- Born: 1847 Russian Empire
- Died: Unknown
- Allegiance: United States of America
- Branch: United States Navy
- Rank: Seaman
- Unit: USS Trenton
- Awards: Medal of Honor

= Alexander Haure Turvelin =

American Medal of Honor recipient

Alexander Haure Turvelin (born 1847, date of death unknown) was a United States Navy sailor and a recipient of the United States military's highest decoration, the Medal of Honor.

Born in 1847 in the Russian Empire, Turvelin immigrated to the United States and by February 1881 was serving as a seaman on the . Sometime during that month, while Trenton was at Toulon, France, Coxswain Augustus Ohlensen fell overboard and, because he could not swim, began to sink. Turvelin and another sailor, Ordinary Seaman John Davis, jumped into the water and rescued Ohlensen from drowning.
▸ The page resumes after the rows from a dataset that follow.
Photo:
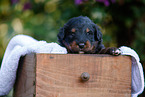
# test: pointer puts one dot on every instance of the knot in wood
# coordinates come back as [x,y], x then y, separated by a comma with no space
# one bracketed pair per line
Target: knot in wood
[85,76]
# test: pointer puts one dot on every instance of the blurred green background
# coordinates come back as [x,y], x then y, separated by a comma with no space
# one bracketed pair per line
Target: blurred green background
[122,22]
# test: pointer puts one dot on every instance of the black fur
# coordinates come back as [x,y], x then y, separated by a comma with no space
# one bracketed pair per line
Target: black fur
[84,32]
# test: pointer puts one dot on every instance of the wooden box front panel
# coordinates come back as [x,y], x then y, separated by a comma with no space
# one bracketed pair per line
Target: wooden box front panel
[59,75]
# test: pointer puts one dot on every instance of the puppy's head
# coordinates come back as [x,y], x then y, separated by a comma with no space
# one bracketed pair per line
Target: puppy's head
[80,35]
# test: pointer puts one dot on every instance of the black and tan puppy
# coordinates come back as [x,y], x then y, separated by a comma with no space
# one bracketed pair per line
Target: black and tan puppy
[81,35]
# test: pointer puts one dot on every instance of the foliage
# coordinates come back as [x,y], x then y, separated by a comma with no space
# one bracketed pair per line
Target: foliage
[122,21]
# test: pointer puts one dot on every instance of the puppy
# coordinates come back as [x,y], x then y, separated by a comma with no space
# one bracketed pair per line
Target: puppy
[81,35]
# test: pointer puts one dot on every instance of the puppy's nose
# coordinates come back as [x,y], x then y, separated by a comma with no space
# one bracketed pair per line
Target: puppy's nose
[81,45]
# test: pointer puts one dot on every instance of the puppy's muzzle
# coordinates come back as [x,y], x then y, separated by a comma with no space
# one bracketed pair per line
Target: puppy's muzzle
[81,45]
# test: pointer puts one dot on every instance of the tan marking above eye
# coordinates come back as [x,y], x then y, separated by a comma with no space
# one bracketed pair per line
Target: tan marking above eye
[73,30]
[87,30]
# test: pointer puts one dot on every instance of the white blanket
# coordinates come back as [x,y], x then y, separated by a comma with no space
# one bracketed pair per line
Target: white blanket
[21,45]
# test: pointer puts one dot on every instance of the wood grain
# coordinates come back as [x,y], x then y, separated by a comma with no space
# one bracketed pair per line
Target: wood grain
[59,75]
[26,76]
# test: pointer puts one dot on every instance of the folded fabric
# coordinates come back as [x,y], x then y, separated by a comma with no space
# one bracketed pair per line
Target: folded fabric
[137,85]
[21,45]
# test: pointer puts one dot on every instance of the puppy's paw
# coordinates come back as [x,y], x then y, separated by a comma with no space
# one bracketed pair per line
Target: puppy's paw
[115,51]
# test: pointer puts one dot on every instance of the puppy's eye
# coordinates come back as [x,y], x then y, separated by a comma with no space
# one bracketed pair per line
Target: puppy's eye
[89,32]
[73,30]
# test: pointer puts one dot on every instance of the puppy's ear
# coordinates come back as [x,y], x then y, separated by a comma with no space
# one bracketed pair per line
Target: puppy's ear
[98,33]
[61,35]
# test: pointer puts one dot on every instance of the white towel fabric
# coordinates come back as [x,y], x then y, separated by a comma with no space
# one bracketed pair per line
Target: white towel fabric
[21,45]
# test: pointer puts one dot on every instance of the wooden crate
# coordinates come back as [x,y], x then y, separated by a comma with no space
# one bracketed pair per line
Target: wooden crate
[58,75]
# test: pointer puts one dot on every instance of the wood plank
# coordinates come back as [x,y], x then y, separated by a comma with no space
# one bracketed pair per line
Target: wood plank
[59,75]
[25,82]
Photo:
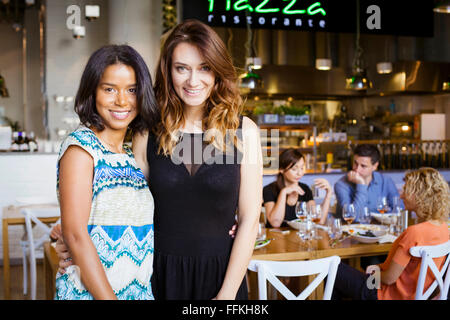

For this action, both he and Davis were awarded the Medal of Honor three and a half years later, on October 18, 1884.

Turvelin's official Medal of Honor citation reads:
For jumping overboard from the U.S.S. Trenton, at Toulon, France, February 1881, and rescuing from drowning Augustus Ohlensen, coxswain.

Details of his later life and burial are unknown.